Staff turnover at Good Shepherd Lutheran Home is high. At 64%, the facility is 18 percentage points above the Nebraska average of 46%. Registered Nurse turnover is particularly concerning at 67%. RNs handle complex medical decisions and coordinate care — frequent RN changes can directly impact care quality. High turnover means new staff may not know residents' individual needs, medications, or preferences. It can also be disorienting for residents, especially those with dementia who rely on familiar faces. Families should ask: What is causing the turnover? What retention programs are in place? How do you ensure care continuity during staff transitions?

Was Good Shepherd Lutheran Home Ever Fined?

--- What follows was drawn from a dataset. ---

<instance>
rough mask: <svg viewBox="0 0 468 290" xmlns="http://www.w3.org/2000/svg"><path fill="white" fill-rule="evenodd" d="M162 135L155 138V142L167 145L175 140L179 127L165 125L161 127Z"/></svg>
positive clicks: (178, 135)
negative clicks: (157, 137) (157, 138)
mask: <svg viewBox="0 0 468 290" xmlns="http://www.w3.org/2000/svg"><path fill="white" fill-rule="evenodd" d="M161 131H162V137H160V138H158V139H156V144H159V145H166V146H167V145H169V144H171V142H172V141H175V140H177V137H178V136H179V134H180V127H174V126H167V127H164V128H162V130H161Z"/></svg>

Good Shepherd Lutheran Home has no federal fines on record. CMS issues fines when nursing homes fail to meet care standards or don't correct problems found during inspections. The absence of fines suggests the facility has either maintained compliance or corrected any issues before penalties were assessed. This is a positive indicator, though families should still review recent inspection reports for the full picture.

Is Good Shepherd Lutheran Home on Any Federal Watch List?

Good Shepherd Lutheran Home is not on any federal watch list. The most significant is the Special Focus Facility (SFF) program, which identifies the bottom 1% of nursing homes nationally based on persistent, serious quality problems. Not being on this list means the facility has avoided the pattern of deficiencies that triggers enhanced federal oversight. This is a positive indicator, though families should still review the facility's inspection history directly.